The Act – for those who have forgotten – was passed in 2013 to put in place changes that were agreed in 2011 by the 16 Realms. But the date on which the main provisions of the Act take effect needed to be coordinated with the other Realms, once they had all made the necessary arrangements, such as passing similar legislation.
While the provisions come into force today, the first change is effectively backdated. The new ‘gender neutral’ rule applies to royals born after 28 October 2011, when the changes were agreed between the Realms.
Being a staunch traditionalist, Alf is a bit unhappy with this gender stuff.
He quit Monarchy New Zealand on the strength of this.

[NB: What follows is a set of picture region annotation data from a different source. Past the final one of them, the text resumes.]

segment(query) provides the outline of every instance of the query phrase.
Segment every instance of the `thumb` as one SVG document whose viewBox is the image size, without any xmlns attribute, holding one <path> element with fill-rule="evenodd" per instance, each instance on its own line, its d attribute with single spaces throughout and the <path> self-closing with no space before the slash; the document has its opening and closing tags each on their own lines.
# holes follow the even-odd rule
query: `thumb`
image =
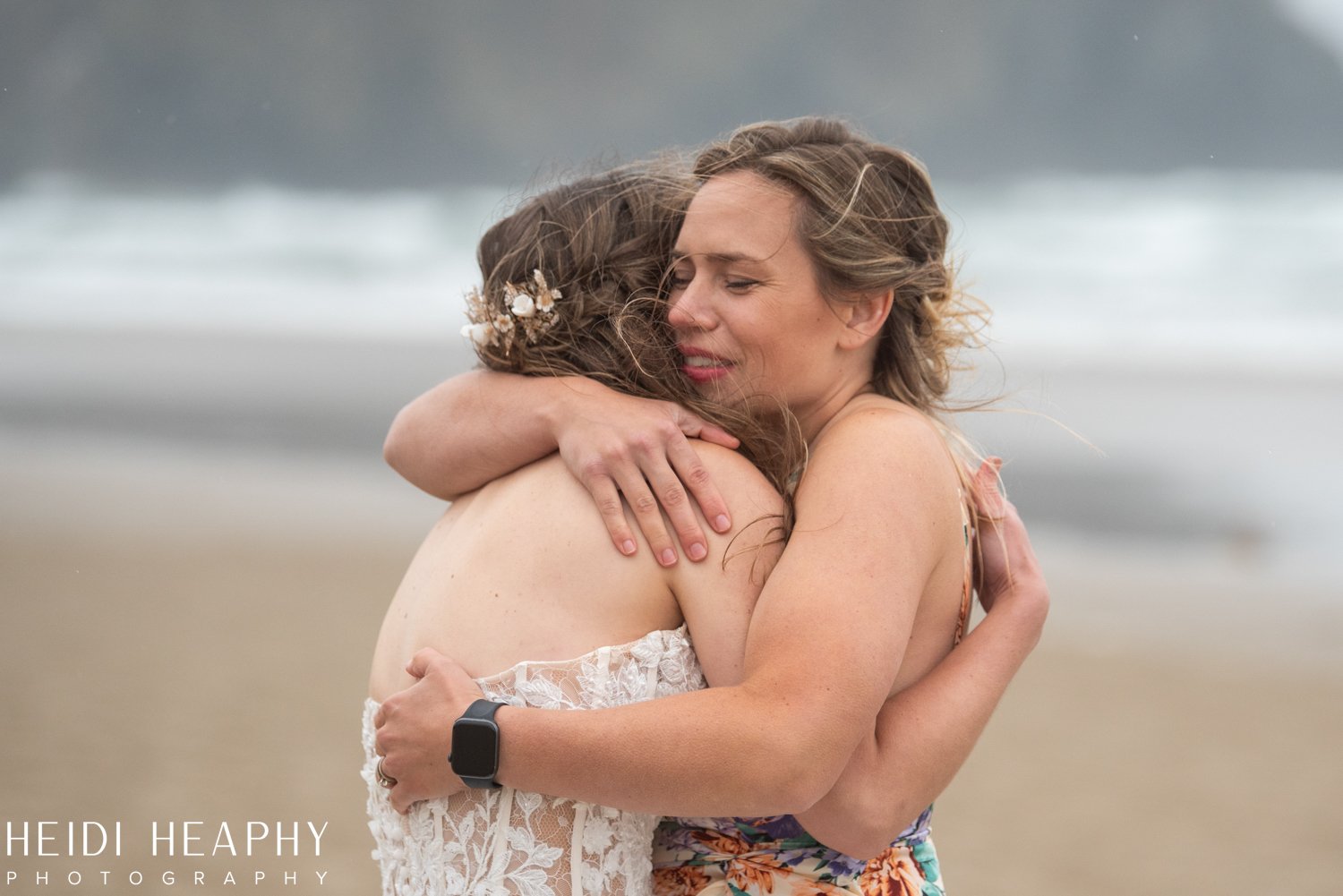
<svg viewBox="0 0 1343 896">
<path fill-rule="evenodd" d="M 975 512 L 980 519 L 997 521 L 1003 514 L 1003 496 L 998 490 L 998 470 L 1002 469 L 1002 458 L 988 457 L 975 470 L 971 488 L 975 497 Z"/>
<path fill-rule="evenodd" d="M 708 423 L 698 415 L 692 414 L 685 408 L 680 408 L 677 414 L 677 423 L 681 426 L 681 431 L 690 438 L 713 442 L 714 445 L 721 445 L 725 449 L 736 449 L 741 446 L 741 439 L 732 435 L 721 426 Z"/>
</svg>

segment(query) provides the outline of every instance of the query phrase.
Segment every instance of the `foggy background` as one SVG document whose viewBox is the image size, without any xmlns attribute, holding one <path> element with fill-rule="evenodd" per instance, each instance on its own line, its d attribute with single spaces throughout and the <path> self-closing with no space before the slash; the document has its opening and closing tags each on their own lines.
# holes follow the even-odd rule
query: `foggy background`
<svg viewBox="0 0 1343 896">
<path fill-rule="evenodd" d="M 477 238 L 803 114 L 928 165 L 994 309 L 960 423 L 1054 595 L 948 892 L 1335 892 L 1331 0 L 0 0 L 5 818 L 329 818 L 376 888 L 364 676 L 442 510 L 380 445 L 471 364 Z"/>
</svg>

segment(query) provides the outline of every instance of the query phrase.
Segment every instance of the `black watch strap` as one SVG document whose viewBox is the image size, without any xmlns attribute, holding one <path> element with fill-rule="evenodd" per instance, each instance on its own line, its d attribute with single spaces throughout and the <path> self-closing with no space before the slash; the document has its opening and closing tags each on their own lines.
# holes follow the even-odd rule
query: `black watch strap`
<svg viewBox="0 0 1343 896">
<path fill-rule="evenodd" d="M 493 735 L 494 735 L 494 748 L 493 748 L 494 762 L 493 762 L 493 767 L 489 768 L 489 774 L 488 775 L 463 775 L 463 774 L 458 772 L 458 776 L 462 779 L 462 782 L 467 787 L 478 787 L 478 789 L 497 789 L 497 787 L 500 787 L 500 783 L 494 780 L 494 775 L 498 774 L 498 725 L 494 721 L 494 713 L 500 711 L 500 707 L 505 707 L 505 705 L 508 705 L 508 704 L 494 703 L 493 700 L 483 700 L 483 699 L 475 700 L 475 701 L 471 703 L 470 707 L 466 708 L 466 712 L 462 713 L 461 719 L 458 719 L 453 724 L 453 740 L 454 742 L 457 740 L 458 725 L 462 721 L 467 721 L 469 720 L 467 724 L 474 723 L 475 725 L 479 725 L 479 727 L 493 728 Z M 449 766 L 453 764 L 453 754 L 449 754 L 447 763 L 449 763 Z M 457 768 L 454 767 L 453 771 L 457 771 Z"/>
</svg>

Their submission to the Justice and Electoral Committee expressed support for the bill , among other reasons because:
The much-needed changes to the royal succession will remove gender discrimination by allowing women equal right to the throne. New Zealand’s monarchy is a critically important part of our constitution and society. Making sure that it reflects kiwi values is common sense.
If allowing women equal right to the throne reflects kiwi values, Alf obviously is something of a dissident.

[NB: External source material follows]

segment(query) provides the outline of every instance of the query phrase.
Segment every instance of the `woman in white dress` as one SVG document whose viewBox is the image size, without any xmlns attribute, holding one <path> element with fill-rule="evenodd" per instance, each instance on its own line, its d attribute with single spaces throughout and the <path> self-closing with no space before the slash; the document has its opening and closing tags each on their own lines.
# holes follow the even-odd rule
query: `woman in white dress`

The submission went on to say:
It is fitting that the nation that led the charge for women’s suffrage has co-ordinated the change for equal succession rights.
On that matter, Alf laments he was born too late to do anything to stop the suffragettes. If he could have done so, he would have.
The Monarchists NZ submission concluded on an even more upsetting note:
When New Zealanders say that the next person born in the line of succession will be our Head of State, they actually confirm the inherent equality and value of everyone. They are saying that all humans have strengths with which to work and weaknesses to overcome. Whether the monarch is male or female, gay or straight, tall or short, in good health or bad health, shy or outgoing is immaterial to their ability to serve as Head of State.
Umm – no. The monarchists’ mob has gone too far.
Alf looks forward to how they will wriggle around this position when we learn we have two queens as our king and queen, and they have been lawfully married, and they have decided to adopt a child.
On the other hand, Keith Locke’s submission opposed the passage of the Royal Succession Bill.
Alf was momentarily delighted.
But then he spotted that the former Green MP and chronic grouch was arguing that rather than amend the laws of succession Parliament should be providing New Zealanders the opportunity to change the nature of our Head of State to enable the top position in our country to be held by a New Zealander.
This might be okay but only in the circumstance that we do have two queens as our king and queen, and they do adopt a child, and their child (a) is male and (b) a New Zealander.
If that was to happen, Alf might go along with it. But very grudgingly.
We could go on to address the matter of the monarch marrying a Roman Catholic.
The question of whether this would be worse than marrying a gay is a testing one.
But let’s put it aside for now. The bar is open and there are suds to be sunk.